Resistance can include your body weight, dumbbells, barbells, kettlebells, machines, tubing, medicine balls, sandbags, or anything else you can resist against or that resists against you.

The higher intensity is created by increasing the volume and density of work you do. Working all your biggest muscle groups in the session, shortening your rest periods to actually ensure incomplete rest, and using supersets or circuits, are all used to get your entire body working harder. Workouts can be organized by reps or by time: keep going until you hit the goal number of reps – even if you have to rest briefly in between to get them done, or do as many reps as you can in a certain amount of time.

A simple example of a metabolic susperset would be pairing 12 pushups with 12 squats. Do the exercises back-to-back, rest 60 seconds, and repeat. Try that 4 times in a row and tell me your heart rate isn't up!

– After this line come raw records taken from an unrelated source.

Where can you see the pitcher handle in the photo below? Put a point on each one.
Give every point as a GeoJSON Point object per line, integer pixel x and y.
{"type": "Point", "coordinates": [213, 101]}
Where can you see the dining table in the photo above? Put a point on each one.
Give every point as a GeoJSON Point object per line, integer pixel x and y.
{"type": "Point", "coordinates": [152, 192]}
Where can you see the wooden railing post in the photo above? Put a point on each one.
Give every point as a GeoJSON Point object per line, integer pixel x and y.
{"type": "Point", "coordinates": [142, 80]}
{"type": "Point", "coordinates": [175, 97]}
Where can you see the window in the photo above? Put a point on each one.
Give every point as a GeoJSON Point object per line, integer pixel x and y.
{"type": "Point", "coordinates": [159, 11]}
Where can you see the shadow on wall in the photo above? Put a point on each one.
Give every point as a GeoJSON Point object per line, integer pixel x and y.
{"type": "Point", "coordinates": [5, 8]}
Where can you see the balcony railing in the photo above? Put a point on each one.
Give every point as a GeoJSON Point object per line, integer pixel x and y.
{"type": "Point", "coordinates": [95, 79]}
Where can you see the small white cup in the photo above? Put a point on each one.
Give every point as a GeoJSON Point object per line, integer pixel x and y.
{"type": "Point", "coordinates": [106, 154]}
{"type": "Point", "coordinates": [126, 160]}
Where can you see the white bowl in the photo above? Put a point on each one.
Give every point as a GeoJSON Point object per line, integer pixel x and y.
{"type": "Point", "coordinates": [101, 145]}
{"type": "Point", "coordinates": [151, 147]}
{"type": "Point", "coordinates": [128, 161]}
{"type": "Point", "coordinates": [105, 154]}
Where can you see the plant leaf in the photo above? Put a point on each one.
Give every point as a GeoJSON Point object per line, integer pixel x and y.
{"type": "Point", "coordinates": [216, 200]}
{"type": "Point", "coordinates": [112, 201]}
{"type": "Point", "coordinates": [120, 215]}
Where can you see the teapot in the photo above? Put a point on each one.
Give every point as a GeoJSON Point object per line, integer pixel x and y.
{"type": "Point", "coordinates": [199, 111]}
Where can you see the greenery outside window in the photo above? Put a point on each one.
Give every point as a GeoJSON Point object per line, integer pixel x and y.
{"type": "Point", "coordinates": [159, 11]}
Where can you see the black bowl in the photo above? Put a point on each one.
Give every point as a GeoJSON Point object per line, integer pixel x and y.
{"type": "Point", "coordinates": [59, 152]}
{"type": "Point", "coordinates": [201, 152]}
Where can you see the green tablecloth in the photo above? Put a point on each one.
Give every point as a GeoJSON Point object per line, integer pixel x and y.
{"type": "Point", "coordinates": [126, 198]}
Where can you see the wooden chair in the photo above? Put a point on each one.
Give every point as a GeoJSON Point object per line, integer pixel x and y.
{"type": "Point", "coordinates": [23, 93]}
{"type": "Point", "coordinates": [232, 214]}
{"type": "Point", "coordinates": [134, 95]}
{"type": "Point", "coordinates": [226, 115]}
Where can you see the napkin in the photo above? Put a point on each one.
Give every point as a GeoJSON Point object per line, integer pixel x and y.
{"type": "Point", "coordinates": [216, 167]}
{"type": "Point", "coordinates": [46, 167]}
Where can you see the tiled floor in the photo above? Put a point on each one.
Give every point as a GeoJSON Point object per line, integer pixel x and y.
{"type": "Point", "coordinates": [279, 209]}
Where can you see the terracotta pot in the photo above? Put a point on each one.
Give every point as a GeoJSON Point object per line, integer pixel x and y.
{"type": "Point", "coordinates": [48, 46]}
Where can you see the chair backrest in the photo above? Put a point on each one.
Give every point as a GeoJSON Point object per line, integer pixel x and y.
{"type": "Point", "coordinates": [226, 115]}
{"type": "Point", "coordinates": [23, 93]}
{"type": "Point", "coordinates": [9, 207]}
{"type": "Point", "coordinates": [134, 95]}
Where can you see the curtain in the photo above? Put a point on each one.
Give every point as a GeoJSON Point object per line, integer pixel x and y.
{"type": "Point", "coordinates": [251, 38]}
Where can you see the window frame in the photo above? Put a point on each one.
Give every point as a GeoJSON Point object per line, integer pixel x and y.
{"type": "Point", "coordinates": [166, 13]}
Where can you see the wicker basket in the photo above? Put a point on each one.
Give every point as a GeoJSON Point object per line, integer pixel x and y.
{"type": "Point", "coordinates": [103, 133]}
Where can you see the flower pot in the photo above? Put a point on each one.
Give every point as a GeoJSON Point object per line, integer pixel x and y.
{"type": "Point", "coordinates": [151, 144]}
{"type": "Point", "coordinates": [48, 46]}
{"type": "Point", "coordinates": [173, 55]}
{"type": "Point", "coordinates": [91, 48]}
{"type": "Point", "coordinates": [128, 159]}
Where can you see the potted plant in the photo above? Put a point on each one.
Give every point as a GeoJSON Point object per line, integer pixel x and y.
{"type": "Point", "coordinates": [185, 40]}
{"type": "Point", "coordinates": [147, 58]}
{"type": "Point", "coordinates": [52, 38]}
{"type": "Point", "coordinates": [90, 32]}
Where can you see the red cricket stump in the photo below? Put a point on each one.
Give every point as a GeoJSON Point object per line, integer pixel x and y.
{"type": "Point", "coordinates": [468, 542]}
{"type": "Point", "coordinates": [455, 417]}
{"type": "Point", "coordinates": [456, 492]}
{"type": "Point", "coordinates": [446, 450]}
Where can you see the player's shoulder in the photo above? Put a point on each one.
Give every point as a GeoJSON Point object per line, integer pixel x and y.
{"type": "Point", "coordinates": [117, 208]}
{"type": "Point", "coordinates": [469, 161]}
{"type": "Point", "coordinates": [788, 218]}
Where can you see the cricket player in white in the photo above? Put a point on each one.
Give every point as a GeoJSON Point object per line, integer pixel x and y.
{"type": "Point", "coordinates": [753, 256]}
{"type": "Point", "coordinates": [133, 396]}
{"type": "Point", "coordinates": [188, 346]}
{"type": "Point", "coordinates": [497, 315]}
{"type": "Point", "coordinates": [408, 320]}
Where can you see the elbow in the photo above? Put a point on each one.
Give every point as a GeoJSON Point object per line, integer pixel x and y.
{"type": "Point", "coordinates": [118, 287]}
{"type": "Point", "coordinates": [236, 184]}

Yes, you should work up if you’re a beginner. Don’t kill yourself on a first session. It's okay to rest in the middle of a set if you need to. Just jump right back in as soon as you're able. And be continually aware of how many reps you got in, in how much time, so you can try to beat that in your next session. Pushing yourself is key.

During these workouts, your heart rate will be elevated and your entire system will feel taxed. You’ll be able to tell you’re burning more calories later, since you’ll feel the recovery process going on. Tired afterward? You did a good job!